Colasanti J, Denhardt D T
Department of Microbiology and Immunology, University of Western Ontario, London, Canada.
Mol Gen Genet. 1987 Sep;209(2):382-90. doi: 10.1007/BF00329669.
Recombinant DNA techniques were used to study various aspects of rep gene function in Escherichia coli. In order to enhance expression of the Rep protein, the rep gene was cloned into the vector pKC30 under the control of the lambda pL promoter. By trimming away a portion of the DNA sequence immediately upstream of the translational start site of rep, we were able to obtain very high levels of Rep protein upon induction. Cells carrying such plasmids showed no ill effects from the high concentration of the protein. To ascertain the consequence of the absence of Rep protein on the cell, the chromosomal copy of the gene was deleted using a homologous recombination technique. The viability of E. coli strains completely lacking the rep gene proves that the Rep function is not essential, at least in wild-type cells under laboratory conditions. We confirmed that in the absence of Rep function there is an increase in the average number of growing forks in exponentially growing cells; augmentation of Rep protein levels above normal, however, did not detectably decrease the number of growing forks.

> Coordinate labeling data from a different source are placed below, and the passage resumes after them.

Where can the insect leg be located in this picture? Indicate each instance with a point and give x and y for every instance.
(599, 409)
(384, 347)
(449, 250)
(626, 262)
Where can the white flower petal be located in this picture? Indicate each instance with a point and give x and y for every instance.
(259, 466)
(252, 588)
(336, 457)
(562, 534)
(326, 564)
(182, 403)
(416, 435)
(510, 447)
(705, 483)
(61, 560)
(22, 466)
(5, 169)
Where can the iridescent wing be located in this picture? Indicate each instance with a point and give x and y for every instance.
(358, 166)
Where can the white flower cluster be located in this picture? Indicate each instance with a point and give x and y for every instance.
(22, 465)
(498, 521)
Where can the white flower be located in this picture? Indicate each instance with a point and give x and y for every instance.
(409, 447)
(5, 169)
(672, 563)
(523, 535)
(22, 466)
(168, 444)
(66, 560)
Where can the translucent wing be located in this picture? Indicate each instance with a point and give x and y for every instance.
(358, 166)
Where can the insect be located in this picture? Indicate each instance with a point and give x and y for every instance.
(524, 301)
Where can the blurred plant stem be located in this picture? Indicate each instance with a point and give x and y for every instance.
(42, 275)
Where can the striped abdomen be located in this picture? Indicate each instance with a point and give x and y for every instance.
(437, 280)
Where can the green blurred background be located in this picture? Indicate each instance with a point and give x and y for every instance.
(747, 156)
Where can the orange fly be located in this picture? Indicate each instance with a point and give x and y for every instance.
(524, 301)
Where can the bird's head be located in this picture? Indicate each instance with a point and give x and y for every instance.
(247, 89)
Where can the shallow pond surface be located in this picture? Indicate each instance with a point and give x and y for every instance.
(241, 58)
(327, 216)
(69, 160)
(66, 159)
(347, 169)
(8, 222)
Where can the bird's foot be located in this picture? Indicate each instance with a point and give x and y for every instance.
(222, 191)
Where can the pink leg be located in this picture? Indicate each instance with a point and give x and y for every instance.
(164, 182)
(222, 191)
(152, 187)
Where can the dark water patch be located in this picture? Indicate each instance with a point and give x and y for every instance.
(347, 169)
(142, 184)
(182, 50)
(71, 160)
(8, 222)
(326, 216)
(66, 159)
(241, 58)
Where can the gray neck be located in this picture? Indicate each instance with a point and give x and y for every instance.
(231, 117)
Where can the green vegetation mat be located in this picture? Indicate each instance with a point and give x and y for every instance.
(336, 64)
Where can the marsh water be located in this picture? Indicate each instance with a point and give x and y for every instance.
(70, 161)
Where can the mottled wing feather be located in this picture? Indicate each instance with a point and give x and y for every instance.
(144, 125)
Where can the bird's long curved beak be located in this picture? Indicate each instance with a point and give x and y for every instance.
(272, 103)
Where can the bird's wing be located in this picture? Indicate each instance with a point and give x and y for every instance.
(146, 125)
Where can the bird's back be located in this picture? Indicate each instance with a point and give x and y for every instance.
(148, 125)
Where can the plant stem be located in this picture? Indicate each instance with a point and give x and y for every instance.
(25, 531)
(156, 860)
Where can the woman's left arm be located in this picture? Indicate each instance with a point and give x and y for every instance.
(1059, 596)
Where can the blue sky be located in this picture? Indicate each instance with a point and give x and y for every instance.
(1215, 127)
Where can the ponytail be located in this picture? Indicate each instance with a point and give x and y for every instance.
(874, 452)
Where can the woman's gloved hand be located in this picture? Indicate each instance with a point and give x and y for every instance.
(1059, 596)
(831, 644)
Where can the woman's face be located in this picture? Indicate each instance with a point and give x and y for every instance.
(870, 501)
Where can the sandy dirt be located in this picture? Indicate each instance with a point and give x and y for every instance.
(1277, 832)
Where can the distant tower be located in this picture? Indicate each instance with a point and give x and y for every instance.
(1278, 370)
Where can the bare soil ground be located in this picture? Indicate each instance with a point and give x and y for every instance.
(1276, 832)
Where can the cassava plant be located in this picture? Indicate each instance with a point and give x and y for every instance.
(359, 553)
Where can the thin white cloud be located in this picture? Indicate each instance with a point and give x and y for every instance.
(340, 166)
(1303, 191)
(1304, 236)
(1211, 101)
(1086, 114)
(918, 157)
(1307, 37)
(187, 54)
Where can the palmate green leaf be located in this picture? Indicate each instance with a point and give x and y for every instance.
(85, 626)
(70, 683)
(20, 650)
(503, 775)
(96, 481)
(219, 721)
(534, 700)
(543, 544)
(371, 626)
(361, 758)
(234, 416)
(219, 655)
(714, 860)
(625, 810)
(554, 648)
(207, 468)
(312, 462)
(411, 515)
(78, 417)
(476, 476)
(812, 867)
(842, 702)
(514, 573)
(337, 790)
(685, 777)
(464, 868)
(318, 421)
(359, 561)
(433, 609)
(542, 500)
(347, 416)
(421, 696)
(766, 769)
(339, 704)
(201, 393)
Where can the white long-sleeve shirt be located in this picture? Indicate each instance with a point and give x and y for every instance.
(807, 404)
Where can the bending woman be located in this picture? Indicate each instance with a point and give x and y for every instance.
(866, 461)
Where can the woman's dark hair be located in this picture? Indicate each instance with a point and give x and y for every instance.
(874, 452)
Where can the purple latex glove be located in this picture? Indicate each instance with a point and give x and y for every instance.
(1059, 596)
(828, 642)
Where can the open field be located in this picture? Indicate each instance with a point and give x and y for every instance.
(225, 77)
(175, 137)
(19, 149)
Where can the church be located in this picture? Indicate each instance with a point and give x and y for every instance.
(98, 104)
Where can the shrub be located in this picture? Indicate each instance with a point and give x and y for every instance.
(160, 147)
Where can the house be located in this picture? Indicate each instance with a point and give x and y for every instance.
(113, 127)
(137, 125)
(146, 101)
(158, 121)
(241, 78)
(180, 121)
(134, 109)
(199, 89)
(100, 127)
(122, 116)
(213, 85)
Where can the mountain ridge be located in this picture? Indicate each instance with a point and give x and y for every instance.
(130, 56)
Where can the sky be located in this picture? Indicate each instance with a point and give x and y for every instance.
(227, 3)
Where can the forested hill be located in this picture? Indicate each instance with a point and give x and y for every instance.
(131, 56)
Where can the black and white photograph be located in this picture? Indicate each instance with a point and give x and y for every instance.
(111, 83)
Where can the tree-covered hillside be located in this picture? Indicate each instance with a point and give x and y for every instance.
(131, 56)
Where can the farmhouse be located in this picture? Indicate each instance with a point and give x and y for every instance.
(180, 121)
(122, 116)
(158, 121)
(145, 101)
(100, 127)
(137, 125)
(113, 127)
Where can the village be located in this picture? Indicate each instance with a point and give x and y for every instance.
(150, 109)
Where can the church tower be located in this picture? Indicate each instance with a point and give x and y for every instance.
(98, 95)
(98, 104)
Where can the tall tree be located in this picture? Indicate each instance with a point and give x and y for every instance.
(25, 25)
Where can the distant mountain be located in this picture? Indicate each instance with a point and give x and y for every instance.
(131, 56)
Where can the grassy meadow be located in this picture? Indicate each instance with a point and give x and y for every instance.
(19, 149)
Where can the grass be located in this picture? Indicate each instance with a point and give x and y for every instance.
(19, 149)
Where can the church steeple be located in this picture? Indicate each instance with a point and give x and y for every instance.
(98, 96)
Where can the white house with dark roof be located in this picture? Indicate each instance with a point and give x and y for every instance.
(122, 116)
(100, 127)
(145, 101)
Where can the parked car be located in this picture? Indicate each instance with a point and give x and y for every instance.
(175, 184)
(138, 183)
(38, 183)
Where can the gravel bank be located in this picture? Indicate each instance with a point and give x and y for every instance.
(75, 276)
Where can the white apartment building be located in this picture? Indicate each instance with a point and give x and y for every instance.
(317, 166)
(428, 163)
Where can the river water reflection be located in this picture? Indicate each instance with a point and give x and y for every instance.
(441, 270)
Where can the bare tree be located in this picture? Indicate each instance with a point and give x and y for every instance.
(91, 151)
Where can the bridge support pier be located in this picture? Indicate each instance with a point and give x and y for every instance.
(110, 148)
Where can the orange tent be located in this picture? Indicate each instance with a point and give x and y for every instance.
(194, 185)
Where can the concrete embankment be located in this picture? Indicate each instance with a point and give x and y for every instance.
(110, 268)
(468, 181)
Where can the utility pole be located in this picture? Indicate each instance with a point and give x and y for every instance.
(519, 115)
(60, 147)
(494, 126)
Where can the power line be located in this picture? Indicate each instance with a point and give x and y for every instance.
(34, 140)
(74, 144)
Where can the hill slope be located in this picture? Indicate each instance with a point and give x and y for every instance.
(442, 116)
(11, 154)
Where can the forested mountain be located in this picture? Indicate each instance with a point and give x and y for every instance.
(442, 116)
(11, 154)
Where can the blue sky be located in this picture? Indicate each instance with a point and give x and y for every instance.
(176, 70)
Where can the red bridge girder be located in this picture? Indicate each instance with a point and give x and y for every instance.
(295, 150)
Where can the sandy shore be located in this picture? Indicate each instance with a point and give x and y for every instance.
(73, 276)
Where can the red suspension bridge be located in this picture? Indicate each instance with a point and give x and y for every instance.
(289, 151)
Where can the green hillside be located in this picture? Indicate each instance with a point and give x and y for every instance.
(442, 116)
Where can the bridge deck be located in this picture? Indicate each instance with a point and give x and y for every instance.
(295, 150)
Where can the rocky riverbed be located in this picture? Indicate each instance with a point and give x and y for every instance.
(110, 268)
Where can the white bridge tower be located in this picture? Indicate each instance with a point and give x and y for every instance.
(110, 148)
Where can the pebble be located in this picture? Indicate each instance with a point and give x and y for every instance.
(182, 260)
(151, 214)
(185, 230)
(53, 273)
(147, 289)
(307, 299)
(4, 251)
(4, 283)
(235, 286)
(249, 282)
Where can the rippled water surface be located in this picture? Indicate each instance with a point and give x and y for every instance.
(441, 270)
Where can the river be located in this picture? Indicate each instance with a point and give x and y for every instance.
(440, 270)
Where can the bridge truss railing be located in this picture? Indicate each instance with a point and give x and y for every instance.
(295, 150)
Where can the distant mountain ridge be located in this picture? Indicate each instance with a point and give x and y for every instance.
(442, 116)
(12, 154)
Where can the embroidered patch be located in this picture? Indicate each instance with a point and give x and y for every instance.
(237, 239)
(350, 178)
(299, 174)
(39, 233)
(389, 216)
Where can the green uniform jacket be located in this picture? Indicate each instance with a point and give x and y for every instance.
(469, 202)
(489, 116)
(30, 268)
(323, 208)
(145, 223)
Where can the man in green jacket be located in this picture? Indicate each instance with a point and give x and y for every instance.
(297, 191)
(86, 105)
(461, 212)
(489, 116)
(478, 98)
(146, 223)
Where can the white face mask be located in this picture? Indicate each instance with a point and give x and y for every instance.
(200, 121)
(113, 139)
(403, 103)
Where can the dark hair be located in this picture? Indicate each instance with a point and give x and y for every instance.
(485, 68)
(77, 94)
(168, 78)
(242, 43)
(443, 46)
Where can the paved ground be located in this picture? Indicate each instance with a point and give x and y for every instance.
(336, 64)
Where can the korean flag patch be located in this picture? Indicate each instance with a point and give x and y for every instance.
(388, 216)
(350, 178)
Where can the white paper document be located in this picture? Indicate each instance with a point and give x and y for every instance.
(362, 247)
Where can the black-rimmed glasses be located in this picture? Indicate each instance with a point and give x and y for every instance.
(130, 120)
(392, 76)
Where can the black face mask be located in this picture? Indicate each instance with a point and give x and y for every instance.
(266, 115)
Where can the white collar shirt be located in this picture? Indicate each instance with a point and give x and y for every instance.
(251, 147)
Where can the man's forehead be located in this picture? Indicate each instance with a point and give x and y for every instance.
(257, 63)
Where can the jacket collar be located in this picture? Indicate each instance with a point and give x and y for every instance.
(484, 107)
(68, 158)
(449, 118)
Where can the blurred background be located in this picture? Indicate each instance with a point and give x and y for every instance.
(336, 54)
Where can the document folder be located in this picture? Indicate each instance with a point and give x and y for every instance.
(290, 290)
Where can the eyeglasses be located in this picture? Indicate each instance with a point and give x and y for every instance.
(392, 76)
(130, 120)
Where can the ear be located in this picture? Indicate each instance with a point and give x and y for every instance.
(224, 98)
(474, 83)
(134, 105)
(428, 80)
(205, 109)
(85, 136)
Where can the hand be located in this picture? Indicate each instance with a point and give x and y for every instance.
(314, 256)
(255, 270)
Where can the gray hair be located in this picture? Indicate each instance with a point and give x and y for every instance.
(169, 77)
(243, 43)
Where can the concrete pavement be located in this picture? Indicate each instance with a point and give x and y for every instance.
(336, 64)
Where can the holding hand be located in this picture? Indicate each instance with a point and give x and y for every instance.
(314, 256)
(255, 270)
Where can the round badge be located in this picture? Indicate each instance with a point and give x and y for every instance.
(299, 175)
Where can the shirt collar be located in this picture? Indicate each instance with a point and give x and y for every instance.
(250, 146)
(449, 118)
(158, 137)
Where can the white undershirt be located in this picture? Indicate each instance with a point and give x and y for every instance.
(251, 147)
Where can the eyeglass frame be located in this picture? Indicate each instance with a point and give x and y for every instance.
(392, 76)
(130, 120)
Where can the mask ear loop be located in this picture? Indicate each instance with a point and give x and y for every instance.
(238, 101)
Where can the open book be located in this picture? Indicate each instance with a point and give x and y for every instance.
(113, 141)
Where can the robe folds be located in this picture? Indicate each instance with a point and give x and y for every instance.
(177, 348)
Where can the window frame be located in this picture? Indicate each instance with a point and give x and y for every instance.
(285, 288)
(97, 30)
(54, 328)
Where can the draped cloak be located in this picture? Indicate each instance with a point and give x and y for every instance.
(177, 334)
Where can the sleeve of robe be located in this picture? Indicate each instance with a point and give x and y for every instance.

利用重组DNA技术研究了大肠杆菌中rep基因功能的各个方面。为了增强Rep蛋白的表达,将rep基因克隆到受λ pL启动子控制的载体pKC30中。通过切除rep翻译起始位点上游紧邻的一部分DNA序列,我们能够在诱导后获得非常高水平的Rep蛋白。携带此类质粒的细胞未表现出因高浓度该蛋白而产生的不良影响。为了确定细胞中缺乏Rep蛋白的后果,使用同源重组技术删除了该基因的染色体拷贝。完全缺乏rep基因的大肠杆菌菌株的活力证明,至少在实验室条件下的野生型细胞中,Rep功能并非必不可少。我们证实,在缺乏Rep功能的情况下,指数生长细胞中生长叉的平均数量会增加;然而,将Rep蛋白水平提高到正常水平以上并未检测到生长叉数量的明显减少。